Single by Black Label Society featuring Ozzy Osbourne

from the album The Blessed Hellride
- Released: April 22, 2003
- Genre: Heavy metal
- Length: 3:15
- Label: Spitfire
- Songwriter: Zakk Wylde
- Producer: Zakk Wylde

= Stillborn (song) =

"Stillborn" is a song by American heavy metal band Black Label Society from the album The Blessed Hellride. It was also released as a single. Zakk Wylde's own vocal style also became quite similar to Ozzy Osbourne's for this record, while Osbourne was featured in the song on chorus singing with Wylde the lines, "The feelings I once felt are now Dead and gone. I've waited here for you for so very long."

"Stillborn" tells the story of a man whose girlfriend treats him so poorly and takes so much advantage of him that his love for her dies, leaving him feeling dead as well. Wylde insists that it is not autobiographical and that if any girl were to treat him like that, he would simply break up with her.

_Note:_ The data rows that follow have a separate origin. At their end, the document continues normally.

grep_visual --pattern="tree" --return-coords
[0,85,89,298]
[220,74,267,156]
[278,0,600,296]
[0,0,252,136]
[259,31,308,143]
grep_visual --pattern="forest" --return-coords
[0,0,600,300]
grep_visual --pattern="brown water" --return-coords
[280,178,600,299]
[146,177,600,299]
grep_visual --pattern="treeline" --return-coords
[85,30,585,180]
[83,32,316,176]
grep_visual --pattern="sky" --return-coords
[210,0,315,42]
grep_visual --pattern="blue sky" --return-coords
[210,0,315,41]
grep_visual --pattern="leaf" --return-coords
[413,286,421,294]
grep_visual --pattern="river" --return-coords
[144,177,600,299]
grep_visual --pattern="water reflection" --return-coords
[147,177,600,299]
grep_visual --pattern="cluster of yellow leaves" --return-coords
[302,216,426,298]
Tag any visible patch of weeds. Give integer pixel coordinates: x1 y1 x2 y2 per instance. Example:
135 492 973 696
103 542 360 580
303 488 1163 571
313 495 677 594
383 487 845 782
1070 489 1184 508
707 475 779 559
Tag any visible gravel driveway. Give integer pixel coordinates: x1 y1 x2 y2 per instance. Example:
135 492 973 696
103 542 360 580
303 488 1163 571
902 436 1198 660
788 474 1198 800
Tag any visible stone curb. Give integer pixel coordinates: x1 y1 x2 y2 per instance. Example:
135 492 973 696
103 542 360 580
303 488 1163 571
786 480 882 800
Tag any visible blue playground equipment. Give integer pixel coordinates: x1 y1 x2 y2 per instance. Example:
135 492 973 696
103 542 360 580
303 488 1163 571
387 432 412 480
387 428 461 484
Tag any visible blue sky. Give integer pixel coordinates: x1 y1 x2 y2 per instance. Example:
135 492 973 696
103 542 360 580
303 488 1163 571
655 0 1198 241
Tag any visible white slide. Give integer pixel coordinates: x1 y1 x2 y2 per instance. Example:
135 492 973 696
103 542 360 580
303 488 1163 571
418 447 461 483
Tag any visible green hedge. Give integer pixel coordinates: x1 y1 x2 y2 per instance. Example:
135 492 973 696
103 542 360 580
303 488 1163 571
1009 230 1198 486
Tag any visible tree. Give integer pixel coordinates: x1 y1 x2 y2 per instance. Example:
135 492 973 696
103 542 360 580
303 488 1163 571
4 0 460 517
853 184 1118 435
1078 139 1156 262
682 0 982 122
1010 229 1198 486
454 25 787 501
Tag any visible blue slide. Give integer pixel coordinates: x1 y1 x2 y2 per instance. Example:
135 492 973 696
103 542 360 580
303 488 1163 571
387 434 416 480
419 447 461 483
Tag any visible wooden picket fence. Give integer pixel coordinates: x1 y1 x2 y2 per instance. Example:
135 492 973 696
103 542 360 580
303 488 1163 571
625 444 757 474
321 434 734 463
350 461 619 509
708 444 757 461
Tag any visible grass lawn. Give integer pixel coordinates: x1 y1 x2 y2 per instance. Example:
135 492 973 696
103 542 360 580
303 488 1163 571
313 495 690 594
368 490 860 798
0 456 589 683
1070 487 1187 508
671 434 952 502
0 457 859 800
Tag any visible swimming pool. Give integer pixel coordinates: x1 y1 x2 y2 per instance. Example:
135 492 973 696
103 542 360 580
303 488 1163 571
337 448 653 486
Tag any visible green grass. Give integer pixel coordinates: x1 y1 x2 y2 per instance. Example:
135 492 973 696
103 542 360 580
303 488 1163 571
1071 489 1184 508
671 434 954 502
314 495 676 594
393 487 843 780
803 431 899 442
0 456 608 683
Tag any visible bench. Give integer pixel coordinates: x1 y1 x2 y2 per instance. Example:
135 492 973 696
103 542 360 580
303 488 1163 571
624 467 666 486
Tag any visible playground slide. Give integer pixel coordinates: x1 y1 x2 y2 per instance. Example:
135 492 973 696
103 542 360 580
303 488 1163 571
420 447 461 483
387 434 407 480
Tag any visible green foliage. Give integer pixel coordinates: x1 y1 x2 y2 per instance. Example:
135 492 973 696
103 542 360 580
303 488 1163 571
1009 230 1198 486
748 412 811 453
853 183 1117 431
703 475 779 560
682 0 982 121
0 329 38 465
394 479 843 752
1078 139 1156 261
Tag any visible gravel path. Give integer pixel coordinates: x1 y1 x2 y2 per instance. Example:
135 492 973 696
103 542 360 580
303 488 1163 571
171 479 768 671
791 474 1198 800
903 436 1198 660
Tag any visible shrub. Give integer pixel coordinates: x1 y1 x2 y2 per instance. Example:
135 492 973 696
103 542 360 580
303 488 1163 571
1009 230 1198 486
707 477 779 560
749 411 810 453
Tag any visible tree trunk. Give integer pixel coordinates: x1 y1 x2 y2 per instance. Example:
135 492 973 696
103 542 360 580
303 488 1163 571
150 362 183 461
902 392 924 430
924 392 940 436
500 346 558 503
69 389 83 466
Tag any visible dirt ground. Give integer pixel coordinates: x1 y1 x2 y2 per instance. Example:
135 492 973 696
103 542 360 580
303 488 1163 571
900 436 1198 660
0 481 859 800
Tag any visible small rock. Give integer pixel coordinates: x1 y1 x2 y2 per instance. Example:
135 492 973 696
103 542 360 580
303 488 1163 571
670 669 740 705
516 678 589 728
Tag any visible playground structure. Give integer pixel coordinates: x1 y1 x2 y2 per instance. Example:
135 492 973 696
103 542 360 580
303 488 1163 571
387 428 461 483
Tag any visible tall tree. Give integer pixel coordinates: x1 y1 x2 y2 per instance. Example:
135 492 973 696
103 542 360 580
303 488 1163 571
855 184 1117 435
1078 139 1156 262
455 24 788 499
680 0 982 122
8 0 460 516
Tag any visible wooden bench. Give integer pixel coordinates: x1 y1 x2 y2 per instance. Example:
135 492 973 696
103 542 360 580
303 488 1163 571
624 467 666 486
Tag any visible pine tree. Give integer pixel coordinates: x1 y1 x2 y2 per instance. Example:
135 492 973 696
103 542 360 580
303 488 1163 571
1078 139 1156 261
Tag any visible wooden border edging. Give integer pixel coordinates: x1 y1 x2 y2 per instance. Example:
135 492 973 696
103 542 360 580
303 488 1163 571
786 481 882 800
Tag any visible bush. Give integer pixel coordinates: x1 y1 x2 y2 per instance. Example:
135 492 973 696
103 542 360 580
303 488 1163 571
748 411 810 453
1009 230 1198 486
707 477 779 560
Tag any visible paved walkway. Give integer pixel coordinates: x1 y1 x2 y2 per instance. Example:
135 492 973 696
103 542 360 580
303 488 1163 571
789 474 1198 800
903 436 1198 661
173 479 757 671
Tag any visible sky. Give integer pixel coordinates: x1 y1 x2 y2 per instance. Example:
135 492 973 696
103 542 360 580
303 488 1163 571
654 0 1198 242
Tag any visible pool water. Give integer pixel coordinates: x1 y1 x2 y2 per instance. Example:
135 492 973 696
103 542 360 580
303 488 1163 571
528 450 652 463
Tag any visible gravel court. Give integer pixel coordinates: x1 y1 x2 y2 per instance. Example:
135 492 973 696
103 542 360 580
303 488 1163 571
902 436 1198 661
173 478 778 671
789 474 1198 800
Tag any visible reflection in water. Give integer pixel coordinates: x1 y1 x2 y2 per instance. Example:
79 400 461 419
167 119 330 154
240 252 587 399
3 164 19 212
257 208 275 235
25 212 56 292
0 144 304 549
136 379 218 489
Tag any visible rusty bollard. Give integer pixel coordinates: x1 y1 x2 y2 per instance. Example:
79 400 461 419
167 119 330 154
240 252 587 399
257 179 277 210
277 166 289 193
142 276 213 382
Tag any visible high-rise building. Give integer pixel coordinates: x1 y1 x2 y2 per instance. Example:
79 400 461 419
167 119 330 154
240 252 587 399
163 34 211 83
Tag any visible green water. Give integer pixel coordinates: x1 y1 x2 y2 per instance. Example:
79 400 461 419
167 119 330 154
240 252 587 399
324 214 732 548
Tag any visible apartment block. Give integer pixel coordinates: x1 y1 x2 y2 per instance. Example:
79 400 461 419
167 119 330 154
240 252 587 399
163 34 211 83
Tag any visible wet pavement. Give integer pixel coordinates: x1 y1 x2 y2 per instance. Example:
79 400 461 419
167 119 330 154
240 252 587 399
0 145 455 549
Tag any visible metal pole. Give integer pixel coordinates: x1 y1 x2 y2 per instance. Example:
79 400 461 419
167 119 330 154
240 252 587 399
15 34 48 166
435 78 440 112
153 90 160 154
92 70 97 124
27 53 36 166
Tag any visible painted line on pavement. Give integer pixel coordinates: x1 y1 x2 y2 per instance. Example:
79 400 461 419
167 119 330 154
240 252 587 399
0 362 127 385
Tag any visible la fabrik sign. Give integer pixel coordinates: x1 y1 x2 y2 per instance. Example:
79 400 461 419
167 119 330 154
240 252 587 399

The music video was directed by Rob Zombie, featuring his signature style of blue lighting, zombies, and a regular female cameo, Rob Zombie's wife Sheri Moon Zombie. The idea came together while touring together on Ozzfest.

Wylde has performed an acoustic version of "Stillborn" that is not only longer but also features a much different sound, following an acoustic solo throughout much of song.

"Stillborn" appears in the 2008 video game Guitar Hero World Tour, with the singer as Zakk Wylde. It is the encore in the guitar career after defeating Wylde in a guitar duel.

==Certifications==

| Region | Certification | Certified units/sales |
| Canada (Music Canada) | Gold | 40,000^{‡} |
^{‡} Sales+streaming figures based on certification alone.